Data scientists are skilled in data manipulation and have a deep understanding of programming languages, statistical modeling, and data visualization tools. They work with large amounts of data from various sources, including databases, social media platforms, and sensor networks, to extract meaningful insights.

Data scientists are essential in today’s data-driven world, where businesses and organizations require accurate insights to make informed decisions. They can work in various industries, including finance, healthcare, e-commerce, and marketing, among others.

To become a data scientist, one typically needs a strong foundation in mathematics, statistics, and computer science, along with experience in programming languages such as Python or R. Additionally, data scientists must possess critical thinking skills, attention to detail, and the ability to communicate complex data analysis in a clear and concise manner.

In summary, data scientists are highly skilled professionals who play a crucial role in interpreting and analyzing complex data sets to inform business decisions and drive innovation.

Data Analyst

A data analyst is a professional who is responsible for collecting, processing, and performing statistical analyses on large sets of data. They use various techniques to identify patterns and trends in data, which can be used to inform business decisions and strategies.

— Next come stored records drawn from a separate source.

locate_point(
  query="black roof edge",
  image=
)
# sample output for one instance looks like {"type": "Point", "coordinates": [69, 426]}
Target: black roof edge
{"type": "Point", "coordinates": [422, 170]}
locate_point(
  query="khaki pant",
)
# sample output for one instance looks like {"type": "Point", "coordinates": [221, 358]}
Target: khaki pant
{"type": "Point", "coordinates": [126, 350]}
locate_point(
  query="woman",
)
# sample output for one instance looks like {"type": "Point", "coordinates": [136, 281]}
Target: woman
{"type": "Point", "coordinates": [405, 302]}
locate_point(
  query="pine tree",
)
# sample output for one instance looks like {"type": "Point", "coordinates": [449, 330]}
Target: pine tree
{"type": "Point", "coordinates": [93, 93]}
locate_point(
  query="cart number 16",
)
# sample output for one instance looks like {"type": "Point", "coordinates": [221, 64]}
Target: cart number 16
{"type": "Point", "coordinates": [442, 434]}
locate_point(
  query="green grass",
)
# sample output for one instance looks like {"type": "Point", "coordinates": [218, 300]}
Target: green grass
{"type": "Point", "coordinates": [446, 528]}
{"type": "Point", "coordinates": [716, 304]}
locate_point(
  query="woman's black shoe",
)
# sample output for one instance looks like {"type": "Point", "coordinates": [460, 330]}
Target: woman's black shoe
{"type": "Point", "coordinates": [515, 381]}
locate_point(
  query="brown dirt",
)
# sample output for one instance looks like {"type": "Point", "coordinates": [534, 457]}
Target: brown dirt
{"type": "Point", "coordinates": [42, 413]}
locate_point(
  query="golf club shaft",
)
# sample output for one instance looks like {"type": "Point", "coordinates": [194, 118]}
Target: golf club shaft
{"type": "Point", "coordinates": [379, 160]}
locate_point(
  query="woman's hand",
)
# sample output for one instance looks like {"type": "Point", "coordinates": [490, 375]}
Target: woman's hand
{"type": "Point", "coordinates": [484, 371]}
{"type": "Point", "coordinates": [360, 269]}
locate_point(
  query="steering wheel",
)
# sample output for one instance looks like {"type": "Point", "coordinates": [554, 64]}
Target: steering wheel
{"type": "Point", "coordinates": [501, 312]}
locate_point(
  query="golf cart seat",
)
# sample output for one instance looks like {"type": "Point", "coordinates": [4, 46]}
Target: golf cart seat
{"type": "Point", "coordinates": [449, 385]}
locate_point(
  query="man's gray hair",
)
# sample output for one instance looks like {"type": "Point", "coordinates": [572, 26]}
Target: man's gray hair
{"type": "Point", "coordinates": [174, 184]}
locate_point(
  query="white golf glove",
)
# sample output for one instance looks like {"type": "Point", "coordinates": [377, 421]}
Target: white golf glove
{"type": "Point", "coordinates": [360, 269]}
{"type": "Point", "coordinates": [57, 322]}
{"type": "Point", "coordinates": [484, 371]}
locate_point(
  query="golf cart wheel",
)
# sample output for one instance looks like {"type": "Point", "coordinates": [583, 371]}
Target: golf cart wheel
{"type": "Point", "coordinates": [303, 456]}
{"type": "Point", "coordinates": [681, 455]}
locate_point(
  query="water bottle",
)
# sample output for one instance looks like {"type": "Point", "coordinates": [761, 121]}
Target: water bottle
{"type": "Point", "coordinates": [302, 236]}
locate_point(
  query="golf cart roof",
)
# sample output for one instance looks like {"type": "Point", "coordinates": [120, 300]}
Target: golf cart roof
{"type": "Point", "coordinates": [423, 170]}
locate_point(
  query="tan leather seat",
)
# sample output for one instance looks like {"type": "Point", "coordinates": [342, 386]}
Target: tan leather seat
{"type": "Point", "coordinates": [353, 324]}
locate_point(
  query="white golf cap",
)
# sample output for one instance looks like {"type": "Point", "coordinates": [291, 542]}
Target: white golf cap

Data analysts are proficient in programming languages like Python and R and have expertise in using data analysis tools such as SQL, Excel, and Tableau. They work with data from various sources such as customer transactions, web traffic, and social media interactions, among others.

Their main responsibilities include identifying data trends, generating reports, creating data visualizations, and developing data-driven solutions to business problems. They also collaborate with other professionals like data scientists, software engineers, and business analysts to improve data quality and streamline data processes.

Overall, data analysts play a crucial role in helping organizations make data-driven decisions and achieve their business objectives.